When Water Burns: The Fight for Georgia
“It didn’t only get you wet, it also burned your skin”
BBC Eye uncovers evidence suggesting Georgian police used water cannons laced with a chemical weapon against protesters last year.
“It didn’t only get you wet, it also burned your skin”
A year-long investigation by the BBC has uncovered evidence that police in Georgia used a World War One chemical weapon in water cannons against its own citizens during protests in Tbilisi last year. It’s believed to be camite (CA or bromobenzylcyanide), an obsolete chemical weapon first deployed by the French forces late in 1918 against the German army.
The Georgian authorities described the allegations as ‘absurd’ saying that the police had acted legally.
Paediatrician and anti-government activist Dr Konstantine Chakhunashvili told the BBC that even small sprinkles from the water cannons burned his skin and that it took days to wash off the substance. He said that the experience led to his decision to run a medical study on nearly 350 other protesters who had also been exposed to riot control agents and water cannons.
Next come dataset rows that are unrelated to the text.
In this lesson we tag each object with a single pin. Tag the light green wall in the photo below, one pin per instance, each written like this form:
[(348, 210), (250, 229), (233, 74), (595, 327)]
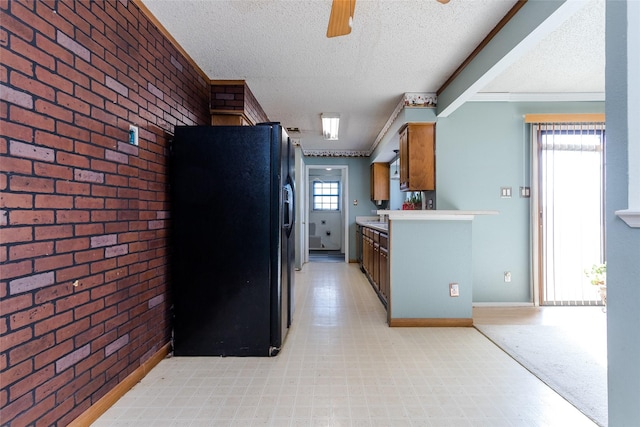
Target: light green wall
[(425, 257), (358, 181), (623, 242), (480, 148)]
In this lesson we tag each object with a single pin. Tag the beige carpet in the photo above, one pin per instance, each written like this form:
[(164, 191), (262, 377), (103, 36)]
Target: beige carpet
[(571, 359)]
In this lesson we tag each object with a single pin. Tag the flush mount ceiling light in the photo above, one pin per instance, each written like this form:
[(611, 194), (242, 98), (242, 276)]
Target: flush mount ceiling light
[(330, 123)]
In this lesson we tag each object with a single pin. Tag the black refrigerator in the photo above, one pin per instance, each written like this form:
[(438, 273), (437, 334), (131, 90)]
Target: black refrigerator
[(232, 248)]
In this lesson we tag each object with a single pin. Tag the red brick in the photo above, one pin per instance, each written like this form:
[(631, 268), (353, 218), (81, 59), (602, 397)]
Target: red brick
[(72, 160), (17, 62), (15, 269), (17, 372), (72, 273), (90, 97), (51, 386), (54, 141), (71, 216), (88, 229), (32, 86), (14, 200), (72, 330), (53, 292), (18, 28), (88, 176), (53, 202), (103, 191), (52, 171), (95, 333), (116, 227), (34, 281), (70, 389), (72, 301), (76, 188), (11, 340), (30, 217), (20, 405), (104, 216), (11, 164), (31, 184), (72, 131), (54, 80), (30, 250), (73, 103), (35, 412), (53, 322), (89, 203), (72, 45), (52, 262), (16, 234), (89, 150), (53, 231), (103, 290), (16, 97), (116, 180), (31, 348), (30, 151), (35, 21), (34, 314), (88, 256)]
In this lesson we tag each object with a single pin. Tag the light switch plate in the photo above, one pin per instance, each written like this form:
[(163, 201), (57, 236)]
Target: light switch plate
[(505, 192), (454, 290)]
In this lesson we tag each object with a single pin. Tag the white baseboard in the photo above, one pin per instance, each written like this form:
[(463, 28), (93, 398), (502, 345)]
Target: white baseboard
[(503, 304)]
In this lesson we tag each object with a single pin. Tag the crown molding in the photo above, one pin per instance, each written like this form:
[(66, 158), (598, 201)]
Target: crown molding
[(335, 153), (538, 97)]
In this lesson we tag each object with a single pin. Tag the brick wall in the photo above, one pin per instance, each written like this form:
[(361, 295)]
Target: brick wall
[(83, 214)]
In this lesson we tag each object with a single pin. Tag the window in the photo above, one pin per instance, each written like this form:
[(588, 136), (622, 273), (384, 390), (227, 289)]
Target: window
[(326, 196)]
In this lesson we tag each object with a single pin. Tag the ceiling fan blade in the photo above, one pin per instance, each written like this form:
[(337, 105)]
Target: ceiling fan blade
[(341, 11)]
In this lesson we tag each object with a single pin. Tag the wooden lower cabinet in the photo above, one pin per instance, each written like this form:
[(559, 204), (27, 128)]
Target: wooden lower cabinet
[(375, 260)]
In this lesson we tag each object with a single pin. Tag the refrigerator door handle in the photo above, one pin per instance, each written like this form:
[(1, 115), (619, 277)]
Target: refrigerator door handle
[(289, 211)]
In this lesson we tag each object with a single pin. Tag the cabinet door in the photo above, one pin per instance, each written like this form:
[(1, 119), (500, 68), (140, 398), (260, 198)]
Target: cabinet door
[(417, 157), (404, 159), (379, 184), (384, 273)]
The study concluded that nearly half of the participants reported some long-term effects - defined as beyond 30 days - such as coughing and shortness of breath. He also noticed changes in the heart and lungs in some cases.
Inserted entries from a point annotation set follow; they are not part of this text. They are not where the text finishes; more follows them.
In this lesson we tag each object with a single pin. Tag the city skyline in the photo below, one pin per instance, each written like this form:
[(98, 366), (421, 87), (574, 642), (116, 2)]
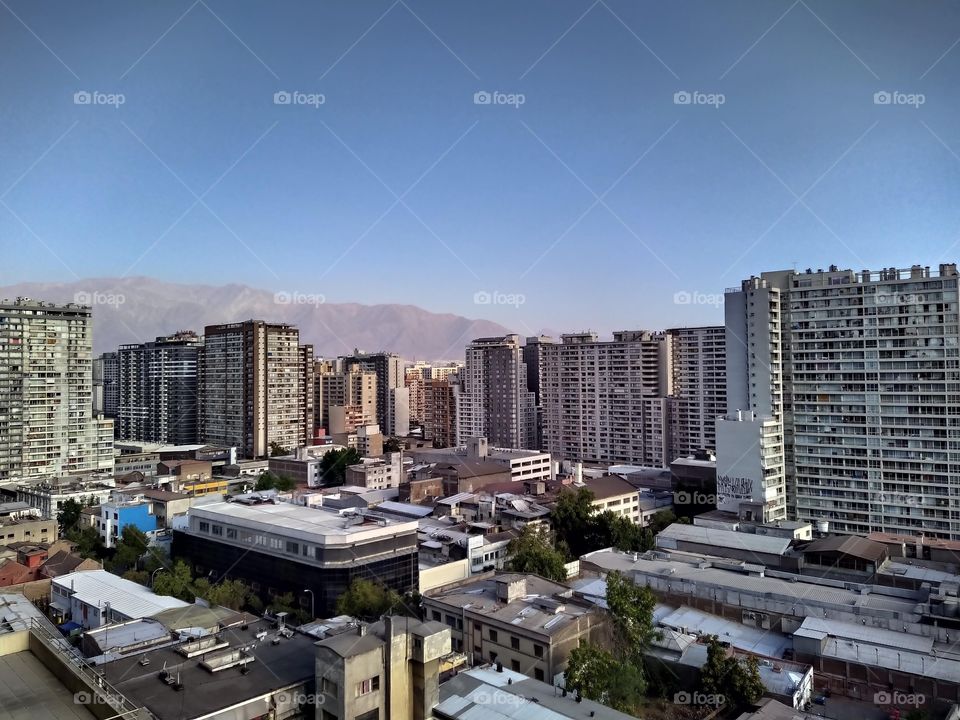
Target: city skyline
[(763, 136)]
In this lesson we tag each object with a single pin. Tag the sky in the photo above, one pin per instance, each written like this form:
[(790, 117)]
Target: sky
[(556, 165)]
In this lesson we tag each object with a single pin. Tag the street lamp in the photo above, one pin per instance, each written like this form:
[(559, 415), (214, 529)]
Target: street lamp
[(313, 615)]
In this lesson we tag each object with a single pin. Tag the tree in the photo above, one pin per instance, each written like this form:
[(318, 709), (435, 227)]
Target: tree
[(532, 552), (631, 610), (88, 543), (572, 520), (68, 515), (590, 671), (270, 481), (367, 600), (738, 682), (333, 466), (131, 546), (176, 581), (276, 449)]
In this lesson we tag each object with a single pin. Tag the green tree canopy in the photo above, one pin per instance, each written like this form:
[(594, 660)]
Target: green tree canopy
[(68, 515), (271, 481), (738, 681), (367, 600), (333, 466), (533, 552)]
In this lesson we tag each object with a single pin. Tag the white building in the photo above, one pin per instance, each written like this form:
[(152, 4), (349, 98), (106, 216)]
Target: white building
[(861, 370), (492, 397), (93, 598), (47, 426)]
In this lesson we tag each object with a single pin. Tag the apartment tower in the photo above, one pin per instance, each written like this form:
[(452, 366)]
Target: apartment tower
[(47, 425)]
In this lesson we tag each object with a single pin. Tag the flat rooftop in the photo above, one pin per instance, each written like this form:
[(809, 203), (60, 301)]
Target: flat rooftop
[(731, 539), (28, 691), (275, 666), (315, 524)]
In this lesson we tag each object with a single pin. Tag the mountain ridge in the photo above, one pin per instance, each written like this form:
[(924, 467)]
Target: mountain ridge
[(139, 309)]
The BBC Eye team spoke with high-level whistleblowers formerly of the Georgian riot police who helped determine the likely identity of the chemical agents used – information which the Government has so far refused to reveal. A former Head of Weaponry at the riot police told the BBC he was asked to test a mixture of two chemicals in the water cannons whilst in post and described it as 10 times stronger than regular tear gas – it made it hard to breathe and caused some of his colleagues to vomit.
The BBC shared its evidence with toxicology and chemical weapons experts who believe that the compound used is likely to be Camite (CA or bromobenzylcyanide) - an obsolete riot control agent, first deployed as a chemical weapon by French forces against the Germans at the end of World War One. It was later used by American police but then dropped due to its strength and persistence.
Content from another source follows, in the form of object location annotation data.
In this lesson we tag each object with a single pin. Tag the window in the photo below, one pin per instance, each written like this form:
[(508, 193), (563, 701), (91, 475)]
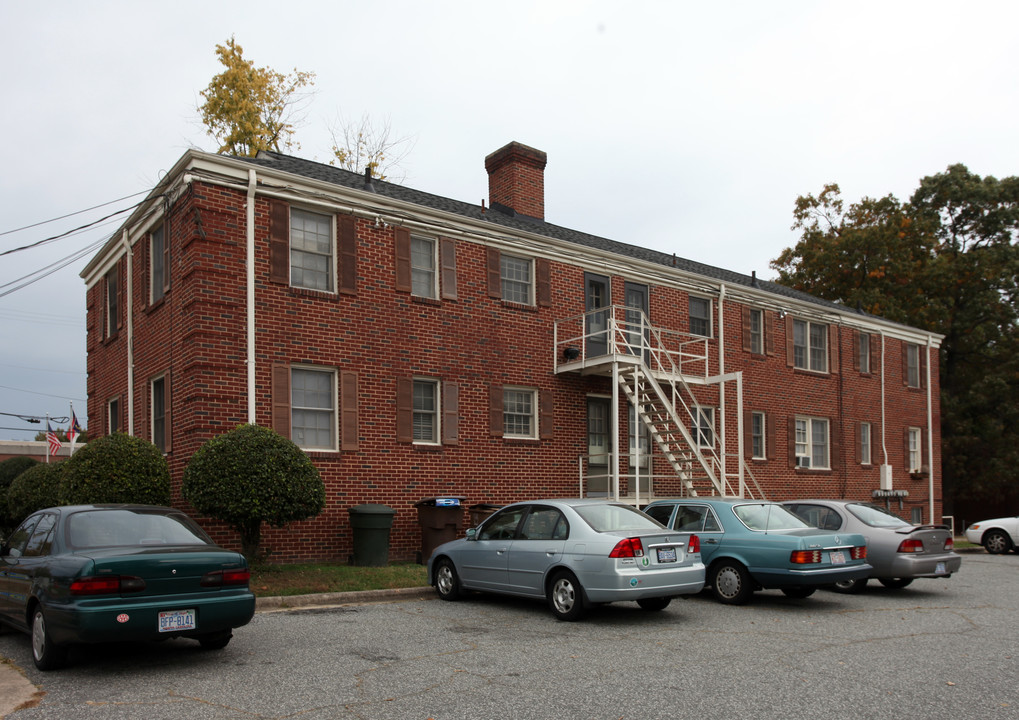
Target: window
[(810, 345), (912, 365), (311, 251), (159, 413), (313, 408), (811, 443), (519, 412), (423, 276), (914, 449), (700, 317), (426, 411), (864, 443), (516, 275), (758, 448), (863, 348), (159, 279), (705, 427)]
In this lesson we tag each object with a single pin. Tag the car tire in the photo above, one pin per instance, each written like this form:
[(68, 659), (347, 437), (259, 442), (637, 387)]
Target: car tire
[(895, 583), (850, 587), (215, 641), (45, 653), (654, 604), (566, 597), (446, 579), (731, 583), (996, 542)]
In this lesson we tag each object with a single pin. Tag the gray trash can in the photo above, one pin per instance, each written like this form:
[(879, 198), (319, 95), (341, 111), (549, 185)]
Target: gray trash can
[(440, 518), (371, 524)]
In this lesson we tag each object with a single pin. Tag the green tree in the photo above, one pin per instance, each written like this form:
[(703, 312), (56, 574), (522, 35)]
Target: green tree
[(947, 262), (249, 109), (36, 488), (251, 476), (116, 467)]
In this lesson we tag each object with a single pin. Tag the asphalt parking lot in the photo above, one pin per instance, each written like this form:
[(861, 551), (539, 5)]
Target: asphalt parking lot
[(937, 649)]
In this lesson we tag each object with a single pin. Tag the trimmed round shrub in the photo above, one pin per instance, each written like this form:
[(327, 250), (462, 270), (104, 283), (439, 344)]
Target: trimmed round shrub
[(117, 467), (250, 476), (35, 489)]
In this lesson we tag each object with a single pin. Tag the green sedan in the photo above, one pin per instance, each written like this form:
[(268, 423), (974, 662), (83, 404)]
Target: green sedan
[(98, 573)]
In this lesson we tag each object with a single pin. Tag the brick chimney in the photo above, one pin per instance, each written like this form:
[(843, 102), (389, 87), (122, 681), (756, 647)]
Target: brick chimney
[(517, 179)]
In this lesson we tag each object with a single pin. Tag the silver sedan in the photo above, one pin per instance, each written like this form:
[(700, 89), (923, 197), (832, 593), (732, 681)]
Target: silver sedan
[(897, 550), (573, 553)]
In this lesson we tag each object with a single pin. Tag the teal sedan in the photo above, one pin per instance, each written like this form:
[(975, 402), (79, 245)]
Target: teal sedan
[(749, 545), (98, 573)]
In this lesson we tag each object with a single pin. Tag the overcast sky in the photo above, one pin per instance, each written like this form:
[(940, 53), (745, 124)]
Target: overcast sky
[(687, 127)]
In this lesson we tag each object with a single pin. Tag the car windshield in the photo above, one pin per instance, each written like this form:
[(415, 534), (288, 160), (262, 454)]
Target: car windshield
[(767, 516), (875, 516), (122, 528), (610, 517)]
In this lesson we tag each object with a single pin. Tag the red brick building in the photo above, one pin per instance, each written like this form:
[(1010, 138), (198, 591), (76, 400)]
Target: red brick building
[(416, 346)]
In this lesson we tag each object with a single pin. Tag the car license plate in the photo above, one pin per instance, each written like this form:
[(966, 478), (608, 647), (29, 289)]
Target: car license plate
[(666, 555), (176, 620)]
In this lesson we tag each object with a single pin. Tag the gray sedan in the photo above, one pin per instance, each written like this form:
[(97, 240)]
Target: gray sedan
[(897, 550), (573, 553)]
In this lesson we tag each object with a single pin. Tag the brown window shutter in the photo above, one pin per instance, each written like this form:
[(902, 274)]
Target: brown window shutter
[(279, 241), (494, 275), (746, 329), (546, 423), (346, 225), (447, 260), (405, 409), (543, 282), (281, 399), (401, 247), (790, 350), (349, 405), (450, 413), (495, 410)]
The UN Special Rapporteur on Torture Dr Alice Jill Edwards says that based on the BBC’s evidence, this could be classed an ‘experimental weapon’ and its use would be in violation of human rights law.
The ruling party, the Georgian Dream, described the allegation that unknown chemicals had been added to the water cannons as ‘deeply frivolous’ and ‘absurd’.
It said that law enforcement had acted ‘within the bounds of the law and constitution’ when responding to the ‘illegal actions of brutal criminals’.